Source: The Bergen Record, January 22, 1973
Library Circuit Rider Bears Good Books
By Ron Wertheimer, Staff Writer
It may be the nation's best seller, but "Jonathan Livingston Seagull" isn't a hot item at the Teaneck Public Library.
Thanks to a two-week-old arrangement among nigh Bergen libraries. Teaneck's "Seagull" will be on its way to neighboring towns where waiting lists for the book have more than 50 names.
In return, the dozen Teaneck readers who have filled out reserve requests for Ayn Rand's 1957 novel, "Atlas Shrugged," will be reading copies of the book that were idle on the shelves in nearby communities.
With their passion for the poetic, librarians have dubbed the informal exchange "The Widening Circle." The circle includes libraries in Bergenfield, Englewood, Fort Lee, Glen Rock, New Milford, Paramus, River Edge, and Tenafly, in addition to Teaneck.
According to Olive Tamborelle, Teaneck's library director, the circle won't get much wider.

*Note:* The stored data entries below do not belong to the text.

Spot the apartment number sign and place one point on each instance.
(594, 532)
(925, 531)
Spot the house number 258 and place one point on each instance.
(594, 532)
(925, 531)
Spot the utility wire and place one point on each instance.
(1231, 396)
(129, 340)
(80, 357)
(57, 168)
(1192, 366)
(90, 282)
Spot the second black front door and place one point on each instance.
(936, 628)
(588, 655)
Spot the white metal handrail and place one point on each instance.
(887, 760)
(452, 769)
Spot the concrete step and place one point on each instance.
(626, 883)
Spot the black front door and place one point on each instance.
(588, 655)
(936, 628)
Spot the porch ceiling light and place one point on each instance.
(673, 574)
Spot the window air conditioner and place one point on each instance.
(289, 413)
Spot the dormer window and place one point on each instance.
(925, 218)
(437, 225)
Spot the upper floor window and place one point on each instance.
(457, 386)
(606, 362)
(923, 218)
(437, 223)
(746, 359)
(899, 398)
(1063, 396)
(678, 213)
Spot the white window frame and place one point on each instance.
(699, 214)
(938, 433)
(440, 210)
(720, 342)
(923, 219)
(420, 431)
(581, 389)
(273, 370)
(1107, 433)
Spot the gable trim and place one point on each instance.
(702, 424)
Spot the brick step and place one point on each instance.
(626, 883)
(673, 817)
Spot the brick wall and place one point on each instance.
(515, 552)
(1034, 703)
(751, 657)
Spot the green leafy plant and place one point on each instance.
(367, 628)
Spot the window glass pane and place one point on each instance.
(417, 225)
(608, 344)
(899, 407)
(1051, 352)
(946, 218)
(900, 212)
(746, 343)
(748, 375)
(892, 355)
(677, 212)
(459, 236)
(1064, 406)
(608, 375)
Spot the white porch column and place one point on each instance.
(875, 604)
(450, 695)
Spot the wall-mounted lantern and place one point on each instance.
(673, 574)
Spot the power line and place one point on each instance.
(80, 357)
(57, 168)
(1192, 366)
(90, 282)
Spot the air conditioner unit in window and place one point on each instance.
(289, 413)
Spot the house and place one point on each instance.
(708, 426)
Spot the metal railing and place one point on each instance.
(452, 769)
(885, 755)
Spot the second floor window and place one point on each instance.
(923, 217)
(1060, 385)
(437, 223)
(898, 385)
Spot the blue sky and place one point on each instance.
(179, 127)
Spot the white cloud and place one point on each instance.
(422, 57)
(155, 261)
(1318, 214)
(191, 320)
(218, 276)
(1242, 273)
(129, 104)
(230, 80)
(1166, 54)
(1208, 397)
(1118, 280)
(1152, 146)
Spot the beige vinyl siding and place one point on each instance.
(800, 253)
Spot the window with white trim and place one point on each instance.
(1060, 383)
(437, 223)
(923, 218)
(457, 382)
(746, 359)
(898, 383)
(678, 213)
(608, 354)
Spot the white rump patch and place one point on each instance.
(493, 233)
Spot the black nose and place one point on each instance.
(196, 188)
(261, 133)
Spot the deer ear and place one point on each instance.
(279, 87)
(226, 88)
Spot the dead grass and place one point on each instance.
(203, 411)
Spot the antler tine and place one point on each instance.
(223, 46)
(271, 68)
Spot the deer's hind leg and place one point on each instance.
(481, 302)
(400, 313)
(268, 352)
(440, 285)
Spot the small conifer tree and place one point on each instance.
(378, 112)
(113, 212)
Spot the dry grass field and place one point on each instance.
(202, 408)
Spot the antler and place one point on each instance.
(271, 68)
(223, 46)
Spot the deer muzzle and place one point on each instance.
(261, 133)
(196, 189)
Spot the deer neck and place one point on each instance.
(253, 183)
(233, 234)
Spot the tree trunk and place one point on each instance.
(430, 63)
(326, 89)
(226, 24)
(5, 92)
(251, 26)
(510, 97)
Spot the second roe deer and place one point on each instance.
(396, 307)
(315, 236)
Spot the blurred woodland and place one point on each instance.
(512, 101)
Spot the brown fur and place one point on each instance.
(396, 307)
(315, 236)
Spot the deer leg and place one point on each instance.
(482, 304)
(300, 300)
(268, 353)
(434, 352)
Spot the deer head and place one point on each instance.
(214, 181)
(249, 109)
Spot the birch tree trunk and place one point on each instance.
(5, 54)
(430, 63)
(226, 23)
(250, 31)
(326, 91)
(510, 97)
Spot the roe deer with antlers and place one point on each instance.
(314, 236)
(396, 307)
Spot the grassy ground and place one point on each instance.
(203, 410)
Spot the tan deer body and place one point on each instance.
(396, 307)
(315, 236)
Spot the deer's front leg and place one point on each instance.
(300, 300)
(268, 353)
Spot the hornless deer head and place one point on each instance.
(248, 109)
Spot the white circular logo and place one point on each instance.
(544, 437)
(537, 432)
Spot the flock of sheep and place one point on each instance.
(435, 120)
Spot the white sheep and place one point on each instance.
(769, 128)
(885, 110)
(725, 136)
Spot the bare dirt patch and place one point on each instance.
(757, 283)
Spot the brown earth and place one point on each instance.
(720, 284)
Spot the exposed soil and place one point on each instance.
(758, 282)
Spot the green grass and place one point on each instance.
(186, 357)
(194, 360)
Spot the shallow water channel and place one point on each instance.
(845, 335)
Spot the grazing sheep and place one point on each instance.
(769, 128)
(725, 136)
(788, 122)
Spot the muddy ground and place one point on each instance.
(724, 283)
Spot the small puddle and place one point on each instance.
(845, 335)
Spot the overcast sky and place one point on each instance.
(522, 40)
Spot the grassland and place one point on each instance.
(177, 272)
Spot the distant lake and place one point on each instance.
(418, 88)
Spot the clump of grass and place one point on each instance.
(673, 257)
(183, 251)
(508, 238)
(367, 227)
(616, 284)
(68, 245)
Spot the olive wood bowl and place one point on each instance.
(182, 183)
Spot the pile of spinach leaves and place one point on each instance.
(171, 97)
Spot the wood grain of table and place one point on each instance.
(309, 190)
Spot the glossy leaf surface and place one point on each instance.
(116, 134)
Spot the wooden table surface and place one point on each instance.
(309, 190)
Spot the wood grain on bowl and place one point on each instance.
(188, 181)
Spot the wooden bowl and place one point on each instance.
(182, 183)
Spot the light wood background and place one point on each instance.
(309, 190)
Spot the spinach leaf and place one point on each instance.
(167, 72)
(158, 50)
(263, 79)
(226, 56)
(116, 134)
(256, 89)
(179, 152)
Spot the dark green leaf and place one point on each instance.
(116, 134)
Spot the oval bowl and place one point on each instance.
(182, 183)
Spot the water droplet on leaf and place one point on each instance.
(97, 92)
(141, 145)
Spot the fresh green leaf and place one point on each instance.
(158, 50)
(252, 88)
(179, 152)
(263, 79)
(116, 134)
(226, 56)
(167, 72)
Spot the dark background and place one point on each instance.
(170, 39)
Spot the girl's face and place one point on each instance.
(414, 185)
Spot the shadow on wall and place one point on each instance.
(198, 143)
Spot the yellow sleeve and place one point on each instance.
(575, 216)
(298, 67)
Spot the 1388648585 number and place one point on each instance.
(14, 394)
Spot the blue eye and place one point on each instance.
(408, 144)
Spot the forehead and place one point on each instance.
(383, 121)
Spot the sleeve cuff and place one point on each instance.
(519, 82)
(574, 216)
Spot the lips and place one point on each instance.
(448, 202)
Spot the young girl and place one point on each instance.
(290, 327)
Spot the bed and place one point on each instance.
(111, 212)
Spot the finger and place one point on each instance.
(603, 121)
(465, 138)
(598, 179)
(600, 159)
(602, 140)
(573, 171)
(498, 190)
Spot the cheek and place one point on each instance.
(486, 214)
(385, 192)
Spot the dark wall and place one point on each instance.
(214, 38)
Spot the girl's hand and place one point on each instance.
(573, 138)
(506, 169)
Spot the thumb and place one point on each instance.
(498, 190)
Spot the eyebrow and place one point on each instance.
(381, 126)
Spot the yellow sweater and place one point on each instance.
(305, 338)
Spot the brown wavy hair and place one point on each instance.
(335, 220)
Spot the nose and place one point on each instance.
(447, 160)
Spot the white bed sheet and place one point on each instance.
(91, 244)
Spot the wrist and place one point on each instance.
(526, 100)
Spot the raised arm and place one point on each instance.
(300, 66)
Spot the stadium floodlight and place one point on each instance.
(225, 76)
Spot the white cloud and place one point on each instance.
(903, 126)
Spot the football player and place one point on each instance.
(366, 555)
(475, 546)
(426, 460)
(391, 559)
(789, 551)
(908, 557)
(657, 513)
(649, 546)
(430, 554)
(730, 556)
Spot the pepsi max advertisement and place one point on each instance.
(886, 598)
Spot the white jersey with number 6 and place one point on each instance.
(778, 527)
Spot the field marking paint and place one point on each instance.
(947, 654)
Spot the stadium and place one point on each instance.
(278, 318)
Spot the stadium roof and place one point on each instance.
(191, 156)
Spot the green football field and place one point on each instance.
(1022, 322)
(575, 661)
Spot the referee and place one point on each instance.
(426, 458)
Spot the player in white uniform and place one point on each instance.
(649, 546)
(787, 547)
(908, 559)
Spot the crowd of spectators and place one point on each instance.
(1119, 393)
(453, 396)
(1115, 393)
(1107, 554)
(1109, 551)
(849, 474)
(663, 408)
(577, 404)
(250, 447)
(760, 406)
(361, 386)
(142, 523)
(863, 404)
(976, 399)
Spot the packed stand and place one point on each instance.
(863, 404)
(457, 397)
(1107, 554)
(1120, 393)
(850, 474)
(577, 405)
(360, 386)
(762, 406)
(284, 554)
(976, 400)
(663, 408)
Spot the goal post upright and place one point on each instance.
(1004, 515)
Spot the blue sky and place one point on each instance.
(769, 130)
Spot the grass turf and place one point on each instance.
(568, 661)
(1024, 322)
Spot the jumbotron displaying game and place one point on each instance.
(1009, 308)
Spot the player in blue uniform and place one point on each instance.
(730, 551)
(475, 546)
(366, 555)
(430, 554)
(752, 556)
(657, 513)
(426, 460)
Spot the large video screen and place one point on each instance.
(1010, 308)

With the probable inclusion of Ridgefield, the group will reach its limit.
The program is different from the several library federations already existing in the country. In these, residents of one community can use libraries in others. And in the federations, the libraries have formal contractual agreements with one another.
The Widening Circle is different. The agreement that gave it birth is verbal. Any member library can pull out at any time.
Under the new program, a reader gets a book from another town by requesting it at his own local library.
It works like this: You go to your library and look in the catalogue for a book. If it isn't there chances are it will be somewhere in the 350,000 volumes of the nine library. so you fill out a request form.
At 9 each morning, a driver leaves Teaneck headed for Englewood with the Teaneck request forms. He looks for those books in the Englewood catalogue, takes out the ones he finds and takes Englewood's requests to Fort Lee after dropping off the Teaneck books destines for Englewood readers.
The driver makes the circuit in three to five hours. No reader will have to wait more than a day for a book, provided one of the cooperating libraries has it. Miss Tamborelle says 80 per cent of the requests can be filled.
It may sound complicated, but it works. In Essex County the same kind of system, with 13 member libraries, has been in operation more than a year.
The individual libraries chip in for the salary of the part-time driver. He uses the car the Teaneck library bought recently with trading stamps contributed by residents.
As in nearly everything else, home rule dominates the library scene in Bergen County. But Miss Tamborelle would like to see more cooperation.
"No library today can live along," she says. "A public library is free to all."